There is no denying the fact that strong economic vision of a political party is incriminating evidence of its concrete plans aimed at addressing the economic challenges and socio-economic concerns of general population. A weak economic programme and disconnect with the voters hurt - profoundly and unquestionably - a party's electoral prospects regardless of its leadership's profile. General elections normally throw up a challenge to political parties to prepare their economic policies as viable alternatives.
This requires these parties to work with representative business associations and groups with a view to articulating effective and meaningful economic solutions or policy response to myriad economic challenges.
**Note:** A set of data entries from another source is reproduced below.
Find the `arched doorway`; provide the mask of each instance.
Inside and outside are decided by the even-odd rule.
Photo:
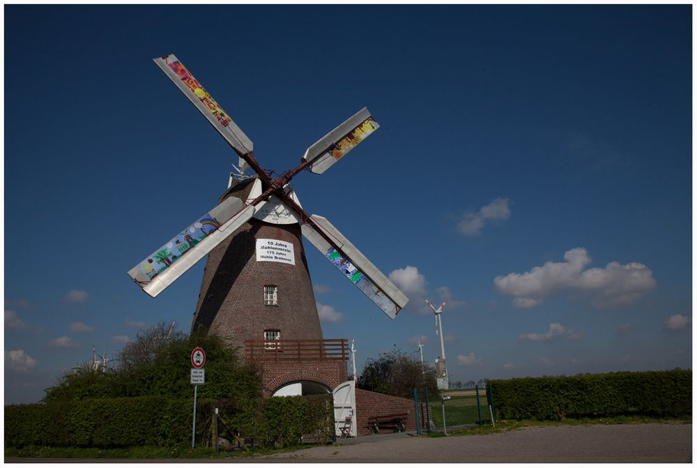
[[[310,380],[289,382],[276,389],[271,396],[296,396],[298,395],[326,395],[331,389],[323,384]]]

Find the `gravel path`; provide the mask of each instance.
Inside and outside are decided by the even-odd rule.
[[[690,462],[691,424],[538,426],[486,435],[374,436],[260,458],[300,462]]]

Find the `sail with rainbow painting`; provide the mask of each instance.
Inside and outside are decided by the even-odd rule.
[[[148,279],[153,279],[162,271],[220,227],[220,223],[206,213],[185,229],[178,234],[138,264],[137,268]]]

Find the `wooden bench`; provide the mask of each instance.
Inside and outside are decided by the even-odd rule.
[[[404,432],[406,430],[406,413],[373,416],[368,419],[368,427],[373,434],[379,434],[381,430]]]

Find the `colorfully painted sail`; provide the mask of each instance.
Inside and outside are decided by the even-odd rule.
[[[254,150],[252,140],[174,54],[153,60],[240,156]]]
[[[322,174],[379,126],[367,108],[363,107],[308,148],[302,159],[309,163],[310,171]]]
[[[234,197],[200,217],[128,271],[143,290],[155,297],[225,240],[254,213]]]
[[[302,235],[383,312],[394,319],[409,301],[406,296],[325,218],[318,215],[311,218],[332,242],[328,242],[308,224],[301,227]]]

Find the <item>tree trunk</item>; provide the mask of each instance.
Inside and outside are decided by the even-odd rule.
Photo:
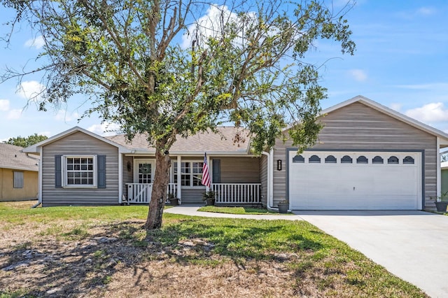
[[[168,151],[160,151],[162,146],[156,146],[155,150],[155,173],[151,192],[151,200],[149,202],[149,212],[145,227],[146,229],[159,229],[162,227],[163,208],[167,199],[167,191],[169,183],[169,167],[171,159]]]

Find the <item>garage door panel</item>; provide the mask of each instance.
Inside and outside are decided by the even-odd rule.
[[[321,163],[307,162],[312,155],[321,157]],[[334,155],[337,164],[325,164],[325,157]],[[344,155],[353,163],[341,164]],[[305,152],[305,162],[294,163],[295,152],[290,152],[288,194],[290,208],[311,210],[417,209],[421,208],[421,169],[419,152]],[[356,163],[364,155],[368,164]],[[382,156],[383,164],[372,164],[372,159]],[[414,164],[402,164],[411,155]],[[388,164],[396,156],[399,164]],[[420,206],[419,206],[420,205]]]

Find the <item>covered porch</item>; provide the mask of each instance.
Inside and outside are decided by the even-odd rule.
[[[200,157],[172,158],[169,197],[179,204],[203,202],[204,192],[215,192],[215,204],[225,206],[262,204],[260,162],[258,157],[225,157],[208,155],[207,161],[212,183],[209,189],[200,183],[202,159]],[[127,204],[148,204],[153,189],[155,162],[152,157],[123,157],[123,199]]]

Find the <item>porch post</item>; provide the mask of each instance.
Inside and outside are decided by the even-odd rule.
[[[209,176],[210,176],[210,186],[211,186],[212,181],[213,181],[213,169],[212,169],[213,165],[210,163],[209,155],[207,155],[207,164],[209,165]],[[209,187],[206,186],[205,188],[206,188],[205,190],[206,190],[207,192],[210,190],[210,187]]]
[[[123,195],[123,157],[118,149],[118,204],[122,203]]]
[[[177,155],[177,197],[181,199],[181,204],[182,204],[182,182],[181,179],[182,178],[181,175],[181,155]]]
[[[440,197],[442,195],[442,167],[440,166],[440,138],[437,137],[437,141],[435,141],[435,146],[437,146],[436,152],[437,152],[437,173],[436,173],[436,185],[437,185],[437,196]],[[423,208],[425,208],[425,206],[423,206]]]

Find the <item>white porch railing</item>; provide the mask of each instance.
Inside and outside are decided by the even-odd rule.
[[[229,204],[260,204],[261,183],[214,183],[215,203]]]
[[[132,204],[148,204],[151,199],[153,183],[126,183],[127,187],[127,202]],[[168,184],[168,194],[177,197],[177,185]]]

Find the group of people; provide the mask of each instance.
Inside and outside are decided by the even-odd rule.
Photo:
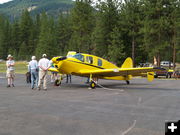
[[[13,60],[12,55],[8,55],[6,61],[7,66],[7,80],[8,85],[7,87],[15,87],[14,86],[14,66],[15,62]],[[43,54],[42,58],[37,62],[36,57],[32,56],[32,60],[29,62],[28,70],[31,74],[31,89],[34,89],[35,87],[40,90],[41,85],[43,83],[43,89],[47,90],[47,74],[48,69],[51,67],[51,62],[47,59],[47,55]]]
[[[15,62],[13,60],[12,55],[8,55],[6,61],[6,66],[7,66],[7,80],[8,80],[8,85],[7,87],[15,87],[14,86],[14,66]],[[47,75],[48,75],[48,69],[52,66],[53,64],[50,60],[47,59],[47,55],[43,54],[42,58],[37,62],[36,56],[32,56],[32,60],[28,64],[28,72],[30,73],[31,76],[31,89],[37,89],[41,90],[43,88],[44,90],[47,90]],[[57,72],[52,72],[51,75],[51,82],[54,82],[57,77]],[[71,75],[66,75],[66,83],[68,83],[68,80],[71,83]],[[43,87],[42,87],[43,84]]]

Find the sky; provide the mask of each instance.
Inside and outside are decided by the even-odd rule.
[[[9,1],[12,1],[12,0],[0,0],[0,4],[6,3],[6,2],[9,2]]]

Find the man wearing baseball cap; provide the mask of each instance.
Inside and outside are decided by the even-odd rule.
[[[9,87],[14,87],[14,65],[15,65],[15,62],[13,60],[13,56],[11,54],[8,55],[7,57],[7,61],[6,61],[6,66],[7,66],[7,72],[6,72],[6,77],[7,77],[7,80],[8,80],[8,85],[7,85],[7,88]]]

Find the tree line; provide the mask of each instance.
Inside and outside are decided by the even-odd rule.
[[[57,15],[56,15],[57,16]],[[0,15],[0,58],[49,58],[67,51],[94,54],[122,64],[161,60],[180,62],[179,0],[76,0],[66,14],[31,16],[25,10],[10,22]]]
Another crucial factor in relation to election strategies in the realm of economic policymaking is how these parties evolve general advocacy and communication strategies to influence policy. Easing widespread concerns about the absence of policy alternatives in its armoury, Pakistan Tehrik-e-Insaf (PTI) of Imran Khan has finally unveiled its economic policy vision, which is said to have been based on its senior vice-president Asad Umar's strong interaction with business, think tanks, and other private sector organizations. Unfortunately, however, it is not clear whether or not the party has come up with realistic policy solutions to arrest the slide of socio-economic indicators.
In times of general election, the political parties do make golden promises, that's their right. But as for the realisation of these promises that's never their immediate worry. The classic example is that of the 'roti, kapra aur makaan' slogan, the central theme of the manifesto of the PPP, led by Zulfiqar Ali Bhutto. The means to this end was getting control of the 'commanding heights' of the economy. The PPP nationalised - brutally and brazenly - industry, banking, insurance, oil marketing companies, shipping and extended the programme by taking over even ghee units, cotton ginning, rice husking and flour mills. His daughter, Shaheed Benazir Bhutto, decided to alter the course with a public-private partnership. But even some four decades later and being as many as four times in the government, PPP's slogan of 'roti kapra aur makaan' remains unimplemented.
The PTI's 'emergency programme' including reforms in the energy sector, rationalisation of expenditure, taxation, industrial revival and education, is an effort aimed at identifying the areas that beg urgent attention. But beyond good intentions, the package tends to be unrealistic and impracticable. We need to be informed of the methodologies that are pragmatic and practicable in our condition of precipitous economic decline. With the tax base as narrow as ours what magic wand does it have to raise revenue collection to figures indicated by the party? Is the energy deficit bridgeable, or can the railways be privatised now, when we have firsthand experience of running the Business Express, or how will the GDP double when the industrial sector has been irretrievably thrown out of gear? That on coming to power we will convert palatial government buildings into universities, bury deep under earth the mafia dons and beat swords into ploughshares - we have heard before. Nawaz Sharif tried to undertake game-changing economic reforms. But his last stint was cut short by non-democratic means. Selling public sector units to the highest bidder without pre-selection of the buyer's management expertise was a blunder. Little did he perhaps know that three words - privatisation, deregulation and liberalisation - do not necessarily give birth to viable solutions in a country like Pakistan.
The economic challenges remain grim and menacing and cannot be seen in isolation, bereft of their political context. For instance, courtesy the 18th Constitutional Amendment, provinces have acquired a greater say in the formulation and execution of economic policies and programmes. Then there is this lingering cry for urgent devolution of power to the district levels. Placed against that backdrop the PTI economic reforms package carries an unmistakable impression that its basic focus is central and it's fundamentally federation-oriented. The truth is all that is said in the PTI economic vision manifest is not doable, nor is it expected, though it carries the scent and has the flavour that is bound to sit well with the general public in Pakistan. It may be mentioned here that the present PPP-led coalition empowered Finance Minister Dr Hafeez Sheikh to set up a Board of Directors for public sector units. But political opposition within has kept its execution on a back-burner. The then Prime Minister, Shaukat Aziz, also tried to extract PIA from the clutches of the Ministry of Defence, but failed due to opposition from the 'Khakis'. Given the harshness of economic challenges and the stark and ugly but inescapable realities of politics, the PTI think-tanks could have been more realistic in setting goals in the reforms package. Asad Umar is, therefore, required to expend more of his energies on initiating a truly solid and thorough process to identify challenges at the national, regional or municipal levels with a view to presenting them before the public as feasible policy solutions. He is also required to not only identify problems, but explain how to finance the policy's implementation, answer whether the policy requires new legislation, and suggest its expected outcome. That the country is in dire straits for a long time is a compelling reason for all political parties, particularly the PTI, to articulate policies aimed at affecting core economic targets - high and stable economic growth, low inflation, increased job opportunities and a healthy balance between imports and exports. More importantly, they must not lose sight of the fact that vision without resources is nothing but hallucination.